Le deuxième problème qui s’est posé est que, à la seule exception du référendum sur la Catalogne (mis noir sur blanc grâce à En comu Podem), Podemos n’a pas réussi à articuler une liste concrète et succincte des mesures sur la base desquelles il aurait pu articuler une négociation avec le PSOE et où il serait apparu clairement que ce dernier s’opposait à toute mesure anti-austérité sérieuse ainsi qu’à une dynamique constituante. Il ne s’agit as là d’une simple erreur de mise en scène de la négociation avec le PSOE, mais cela laisse transparaître un problème de fond dans la politique de Podemos: la sous-évaluation du programme et la non prise d’engagements programmatiques clairs et fermes.
Sa conception communicative-discursive de la politique n’a laissé au programme qu’une place insignifiante, ce qui lui laisse toujours les mains libres pour réajuster en permanence ce qu’il dit et ce qu’il propose.

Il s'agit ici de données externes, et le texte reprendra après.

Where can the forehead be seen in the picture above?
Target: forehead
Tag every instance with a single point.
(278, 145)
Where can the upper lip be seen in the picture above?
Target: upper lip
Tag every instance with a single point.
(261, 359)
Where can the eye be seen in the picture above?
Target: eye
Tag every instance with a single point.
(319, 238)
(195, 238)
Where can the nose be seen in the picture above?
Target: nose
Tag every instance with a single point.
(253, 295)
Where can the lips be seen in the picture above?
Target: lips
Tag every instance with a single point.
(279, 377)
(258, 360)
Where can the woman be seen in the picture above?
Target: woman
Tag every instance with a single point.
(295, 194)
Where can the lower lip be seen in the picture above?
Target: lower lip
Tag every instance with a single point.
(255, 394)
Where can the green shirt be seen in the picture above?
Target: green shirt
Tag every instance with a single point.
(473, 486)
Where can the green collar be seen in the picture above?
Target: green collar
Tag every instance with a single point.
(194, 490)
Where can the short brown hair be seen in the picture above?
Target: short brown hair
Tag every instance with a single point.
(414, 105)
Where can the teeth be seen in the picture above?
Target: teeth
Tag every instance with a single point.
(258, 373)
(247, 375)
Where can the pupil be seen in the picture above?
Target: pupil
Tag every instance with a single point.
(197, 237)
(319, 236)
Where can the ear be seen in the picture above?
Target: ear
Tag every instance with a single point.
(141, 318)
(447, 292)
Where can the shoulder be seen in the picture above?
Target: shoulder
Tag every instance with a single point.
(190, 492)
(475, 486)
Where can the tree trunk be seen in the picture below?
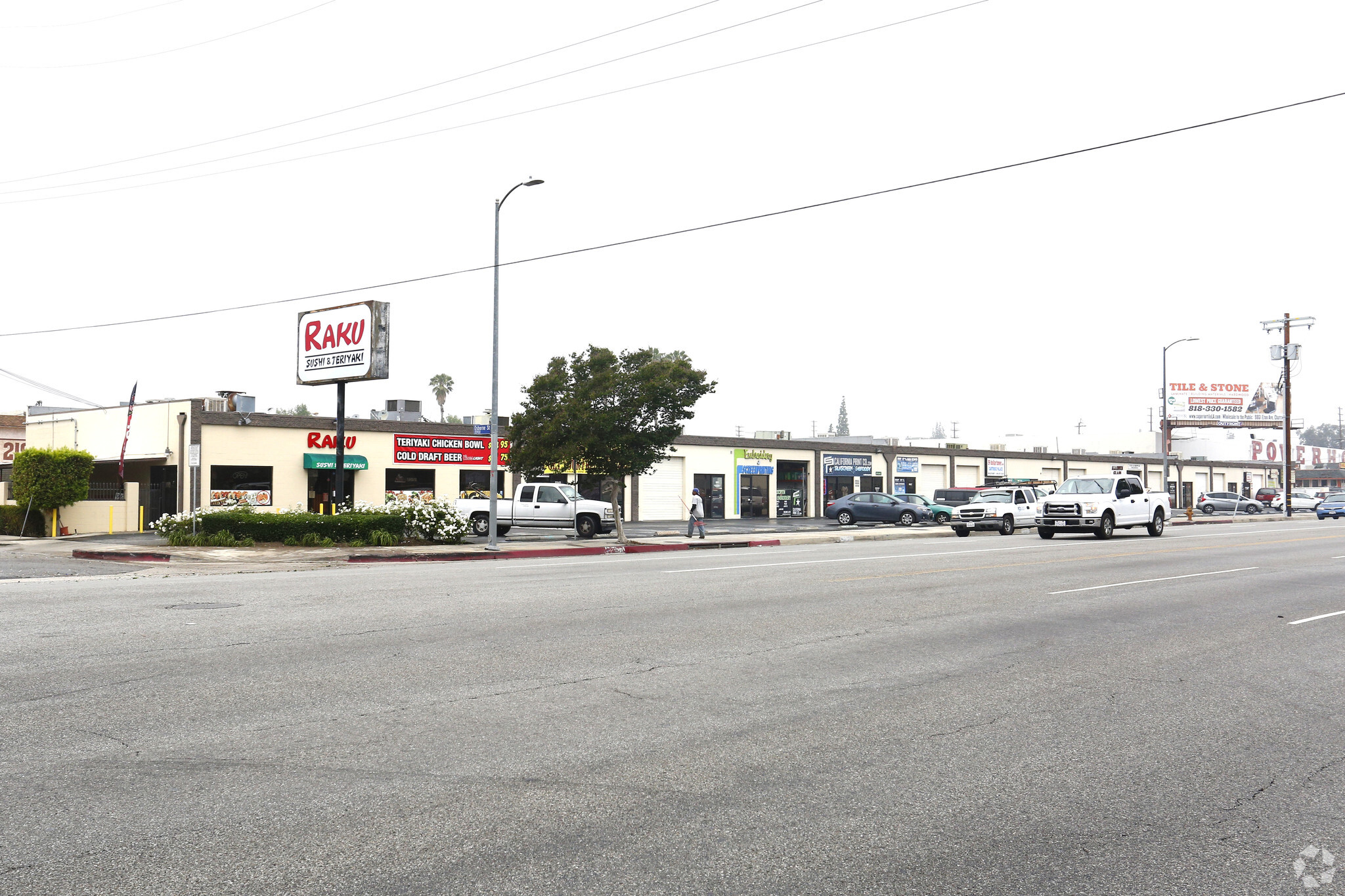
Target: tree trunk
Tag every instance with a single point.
(618, 490)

Il en a résulté une incapacité à populariser des revendications susceptibles de devenir des leviers de mobilisation des masses (telles la question du transfert de l’habitation à la banque pour hypothèques dans le cas de la Plateforme des personnes affectées par les hypothèques, le référendum pour le mouvement souverainiste en Catalogne ou les huit heures pour le mouvement ouvrier). Le fait de concrétiser un projet de «changement» en termes de revendications claires, de «sens commun», mais que le PSOE ne pourrait pas assumer, aurait facilité la compréhension publique du désaccord entre Podemos et le PSOE pour l’appuyer dans un gouvernement et aurait réduit l’espace pour la démagogie de Pedro Sanchez lorsqu’il présente le PSOE comme un parti de «changement», victime du sectarisme de Podemos. Il n’est pas certain que le fait de conjurer ces deux erreurs aurait eu une répercussion positive sur le résultat électoral, mais au moins il aurait contribué à armer sa propre base sociale sur le plan politique et stratégique.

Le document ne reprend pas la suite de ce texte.